A novel approach to simultaneous genotyping of human platelet antigen systems and human leucocyte antigen class I loci using PacBio long-read sequencing
Background and Objectives
Accurate human leucocyte antigen (HLA) and human platelet antigen (HPA) typing is essential for establishing a blood platelet donor bank to deal with refractoriness in patients undergoing multiple platelet transfusions. Current methods, such as Sanger and next-generation sequencing, encounter difficulties in haplotyping. Herein, the aim of this study was to establish a method for HLA and HPA typing based on the long read sequencing.
Study Design and Methods
The HPA and HLA class I genotypes of 268 platelet donors from the Taiyuan Blood Center, China were identified using long-read sequencing on the PacBio platform.
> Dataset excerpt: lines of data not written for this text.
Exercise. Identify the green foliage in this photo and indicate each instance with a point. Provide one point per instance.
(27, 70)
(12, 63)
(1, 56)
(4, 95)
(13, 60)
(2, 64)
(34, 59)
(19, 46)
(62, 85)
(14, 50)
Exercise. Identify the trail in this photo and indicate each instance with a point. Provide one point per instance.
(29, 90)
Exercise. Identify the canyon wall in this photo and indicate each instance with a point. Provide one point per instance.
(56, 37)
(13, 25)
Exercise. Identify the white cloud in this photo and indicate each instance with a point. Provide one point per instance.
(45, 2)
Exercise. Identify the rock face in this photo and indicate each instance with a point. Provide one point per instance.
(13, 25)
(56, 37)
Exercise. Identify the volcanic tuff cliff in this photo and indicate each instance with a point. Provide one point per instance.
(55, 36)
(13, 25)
Allele frequencies for HPA systems and HLA class I genes were calculated, and genetic variability within HPA system genes was analysed.
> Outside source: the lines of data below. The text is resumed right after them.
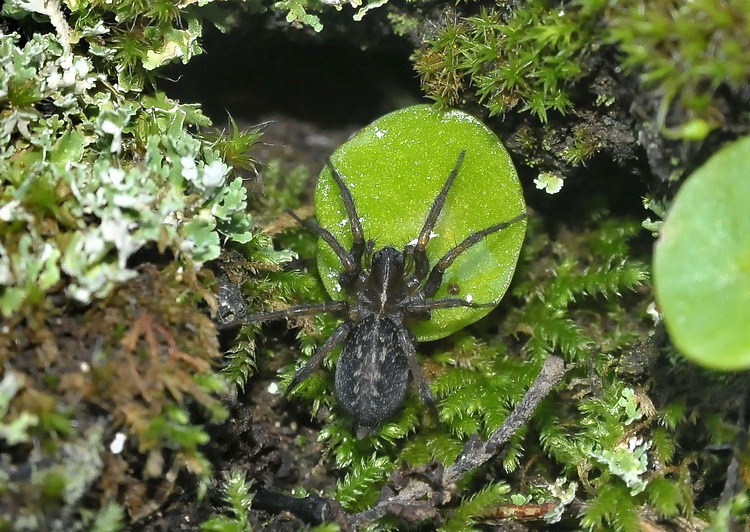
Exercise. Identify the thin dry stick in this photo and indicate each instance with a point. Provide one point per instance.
(475, 452)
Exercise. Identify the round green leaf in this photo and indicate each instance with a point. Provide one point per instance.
(702, 262)
(395, 167)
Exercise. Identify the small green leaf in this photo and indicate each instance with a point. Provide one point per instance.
(702, 262)
(395, 167)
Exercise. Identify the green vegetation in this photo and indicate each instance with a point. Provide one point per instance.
(702, 259)
(118, 206)
(531, 57)
(395, 168)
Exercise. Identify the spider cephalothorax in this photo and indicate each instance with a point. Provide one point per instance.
(385, 290)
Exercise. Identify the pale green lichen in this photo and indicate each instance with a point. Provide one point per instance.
(132, 166)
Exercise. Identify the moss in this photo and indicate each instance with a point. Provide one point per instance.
(527, 58)
(685, 53)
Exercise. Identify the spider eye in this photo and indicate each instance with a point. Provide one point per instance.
(388, 268)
u In this study, a blood group gene panel was designed, encompassing 10 platelet transfusion-related genes, including the entire genes of HLA-A, HLA-B, HLA-C, GP1BA and GP9, GP1BB, and the core regions of ITGB3, ITGA2B, ITGA2 and CD109, covering HPA 1-35w.
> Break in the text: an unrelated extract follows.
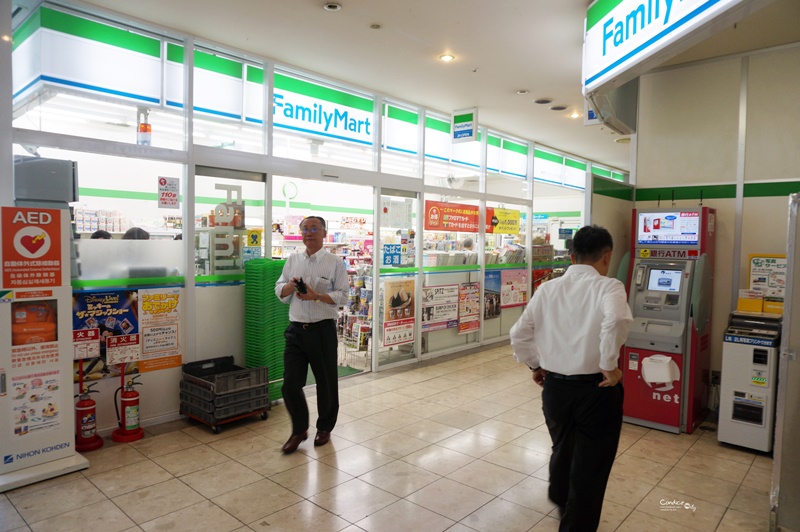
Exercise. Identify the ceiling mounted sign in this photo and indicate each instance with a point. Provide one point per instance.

u Single-molecule real-time (SMRT) libraries were prepared using a one-step method that integrates DNA damage repair, end-repair and adapter ligation reactions to generate pre-sequencing libraries with unique barcode adapters. The final library was prepared with sequencing enzymes and primers using Sequel Binding Kit 2.2 and Internal Control Kit 1.0. DNA-polymerase complexes at a concentration of 150 pM were then loaded onto the Sequel II platform (Pacific Biosciences, Menlo Park, CA, USA) for sequencing with a 20-h run time.
u To validate the accuracy of our findings, we randomly selected 60 samples from the 268 analysed in this study and cross-referenced the TGS results with Luminex assay results for HLA systems (HLA-A, HLA-B and HLA-C) and TaqMan assay results for six HPA systems (HPA-1 to HPA-5 and HPA-15).
Results
1. Distribution of HPA system
In this study, we utilized targeted TGS to identify genetic variations within the HPA and HLA systems. All data exhibited a read quality greater than 0.99, with read numbers consistently exceeding 100. To validate the accuracy of our findings, we cross-referenced TGS results with TaqMan assay results for six HPA systems (HPA-1 to HPA-5 and HPA-15) from a cohort of 60 samples, observing a 100% concordance rate. Polymorphisms were identified in the HPA systems HPA-1 to HPA-6w, HPA-15w and HPA-21w, while the remaining 27 HPA systems only exhibited the ‘aa’ homozygous form. The allele frequencies of HPA-1b to HPA-6b, HPA-15b and HPA-21b were 0.0187, 0.0709, 0.4086, 0.0075, 0.0149, 0.0317, 0.4310 and 0.0019, respectively, and all SNV distributions conformed to Hardy– Weinberg equilibrium (p > 0.05). The genotypes and allele frequencies of the systems exhibiting polymorphisms are summarized in Table 1.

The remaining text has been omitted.